Problem #6: Of each transaction type (excluding invalid transactions): find the number of transactions, volume, senders and receivers.
# Count transaction, volume, senders, receivers of each transaction type
grouped_rs_transaction = transactions.groupby("transaction_type").agg(
transaction_count=("transaction_id","count"),
volume_count=("volume","count"),
sender_count=("sender_id","count"),
receiver_count=("receiver_id","count")
).reset_index()
# Exclude invalid transactions
grouped_rs_transaction[grouped_rs_transaction["transaction_type"] != "Invalid Transaction"].reset_index(drop=True)| transaction_type | transaction_count | volume_count | sender_count | receiver_count |
|---|---|---|---|---|
| Bank Transfer Transaction | 37,879 | 37,879 | 37,879 | 14,004 |
| Payment Transaction | 398,665 | 398,665 | 398,665 | 259,982 |
| Split Bill Transaction | 1,376 | 1,376 | 1,376 | 1,376 |
| Top Up Money Transaction | 290,498 | 290,498 | 290,498 | 290,498 |
| Transfer Money Transaction | 341,173 | 341,173 | 341,173 | 341,173 |
| Withdraw Money Transaction | 33,725 | 33,725 | 33,725 | 33,725 |
➡️ What can be seen?
- Payment transactions dominate with 398,665 transactions and 259,982 receivers --> Core focus for optimization.

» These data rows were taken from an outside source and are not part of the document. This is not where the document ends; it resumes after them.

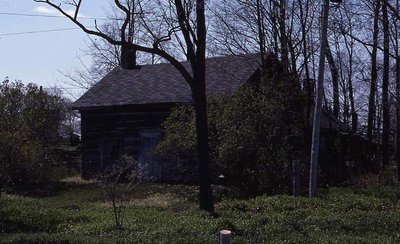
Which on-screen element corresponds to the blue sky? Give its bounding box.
[0,0,111,98]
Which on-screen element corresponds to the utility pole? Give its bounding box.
[309,0,329,197]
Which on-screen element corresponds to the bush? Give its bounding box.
[0,80,66,190]
[157,57,303,194]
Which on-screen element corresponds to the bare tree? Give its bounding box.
[34,0,214,212]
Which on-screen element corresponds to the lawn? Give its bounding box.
[0,178,400,243]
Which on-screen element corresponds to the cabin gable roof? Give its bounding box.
[73,54,260,110]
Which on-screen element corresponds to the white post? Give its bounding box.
[219,230,232,244]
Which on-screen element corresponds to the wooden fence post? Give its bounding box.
[293,160,300,197]
[219,230,232,244]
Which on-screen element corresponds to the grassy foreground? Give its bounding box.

- Bank transfers have 37,879 transactions but only 14,004 receivers --> Bulk payments or business payouts.
- Top-up transactions are highly frequent at 290,498 --> Opportunity to incentivize higher deposits.
- Split bill transactions have only 1,376 transactions --> Require better promotion or integration with social payments.
In conclusion, my analysis of the e-Wallet performance using Python has uncovered valuable insights into payment transactions, product performance, and team contributions, which can inform future business decisions. The next step will involve visualizing or further analysis into some low performance aspects. Overall, this project demonstrates the effectiveness of employing Python to derive meaningful insights from multiple datasets.